62

So I ran into that weird "packages being held back" problem while updating my system using apt. After some research, it appears to be the result of "phased updates".

  • What are phased updates, anyway?
  • Why does Ubuntu use them?
  • How do they benefit me?
  • Can I (and should I) turn them off or work around them?
  • Why are apt's messages regarding phased updates so unclear?
ArrayBolt3
  • 3,129

2 Answers2

85

What are phased updates?

Phased updates are software updates that are gradually rolled out to users rather than all users getting the updates at the same time. In an update system that doesn't use phased updates, all users are immediately offered an update as soon as it is made available. When phased updates are used, only some users get an update when it is first released. As time passes, more and more users get the update, until the update is finally "fully phased" and everyone is offered the update.
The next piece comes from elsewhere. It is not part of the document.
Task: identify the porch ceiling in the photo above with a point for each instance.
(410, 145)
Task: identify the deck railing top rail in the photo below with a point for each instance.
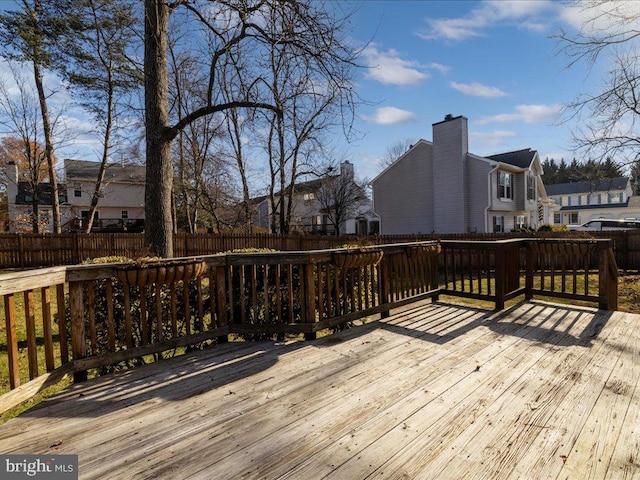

Ubuntu has been using a phased update system for Ubuntu Desktop since Ubuntu 13.04 (almost ten years ago!), however, up until now, only the GUI updater for Ubuntu was able to handle phased updates. Updating via apt would ignore update phasing. However, starting with Ubuntu 21.04, apt also uses phased updates, allowing phased updates to apply to all versions of Ubuntu, including Ubuntu Server and Ubuntu running in containers. Incidentally, this change also resulted in the now-infamous "The following packages have been kept back" message from apt during many system updates. While phased updates in apt have been a thing since Ubuntu 21.04, they have come to light most clearly in Ubuntu 22.04 LTS.

Why does Ubuntu use them?

Occasionally, just like anyone else, Ubuntu developers make mistakes. While updates are tested before they are released, sometimes unexpected corner cases aren't properly taken into account. And if those unexpected corner cases turn out to be somewhat common, they can start causing users problems on their systems.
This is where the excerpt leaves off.